How Italy’s Kata System Keeps Raising the Bar Before Sarajevo 2026 - Image: EJU / European Judo Union

Comment le système italien du kata continue d’élever le niveau avant Sarajevo 2026

La force de l’Italie en kata n’est pas apparue du jour au lendemain, et le regard de Cesare Amorosi le montre clairement. Avant les Championnats d’Europe de kata 2026 à Sarajevo, le dirigeant italien a décrit un programme construit sur la confiance, la discipline et une évolution constante plutôt que sur des solutions rapides.

L’Italie arrive aussi avec une preuve récente de son niveau. L’équipe a terminé en tête du tableau des médailles lors des Championnats d’Europe de kata 2025 à Riga, établissant une référence élevée à défendre lors de la prochaine édition.

Pour Amorosi, le kata commence dans l’esprit avant de se montrer dans le corps. Son idée centrale est simple, mais exigeante : si l’esprit est juste, le mouvement devient plus fluide et les techniques peuvent s’enchaîner avec la sensation juste. Selon lui, les paires fortes en kata ne se distinguent pas seulement par leur précision technique, mais aussi par la confiance, des objectifs communs et la volonté de s’adapter l’une à l’autre.

Pour Amorosi, le kata commence bien avant le premier mouvement.

Cet accent mis sur l’harmonie s’accompagne d’une philosophie d’encadrement large. Amorosi a expliqué que son rôle est d’aider les athlètes à devenir meilleurs qu’auparavant, grâce à un processus fondé sur la confiance mutuelle et un retour honnête. Il a aussi souligné qu’il ne voyait pas de grandes différences entre le travail avec des athlètes de kata et des judokas en judo adapté, car chaque athlète et chaque paire présentent des besoins, des caractéristiques et des objectifs différents.

Son rôle actuel de président de la Commission nationale kata et masters couvre un vaste champ d’action. Il est responsable du programme annuel national de compétitions de kata, du parcours de formation des techniciens et des arbitres et, avec ses collaborateurs, de la préparation des athlètes de l’équipe nationale italienne de kata.

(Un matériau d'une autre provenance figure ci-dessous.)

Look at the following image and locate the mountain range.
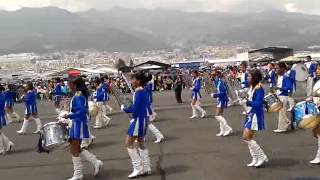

L’un des aspects les plus intéressants du modèle italien est sa manière de maintenir les opportunités ouvertes tout en élevant les exigences. Amorosi a expliqué que l’Italie a mis en place un circuit national de compétitions qui produit une Ranking List pour chaque kata. Cette liste comprend aussi certaines épreuves internationales sélectionnées, comme l’EJU Kata Tournament et l’IJF Kata World Series, et l’équipe nationale est formée des paires classées en tête à mesure que le classement est actualisé au fil de la saison.

Selon Amorosi, cette voie objective a créé de l’enthousiasme, parce que les athlètes savent qu’ils partent tous avec la même chance de se qualifier pour les Championnats d’Europe et du monde. En même temps, les paires déjà établies dans le pays sont poussées à continuer à progresser pour ne pas se faire dépasser.

La régularité de l’Italie repose aussi sur une dimension générationnelle claire. Amorosi a déclaré qu’il estimait que le kata ne devait pas être vu uniquement comme un domaine réservé à des judokas plus âgés et très expérimentés. En Italie, des juniors, des cadets et des seniors de moins de 35 ans sont désormais actifs en compétition, ce qui contribue à diffuser plus largement la connaissance du kata et à élever le niveau général.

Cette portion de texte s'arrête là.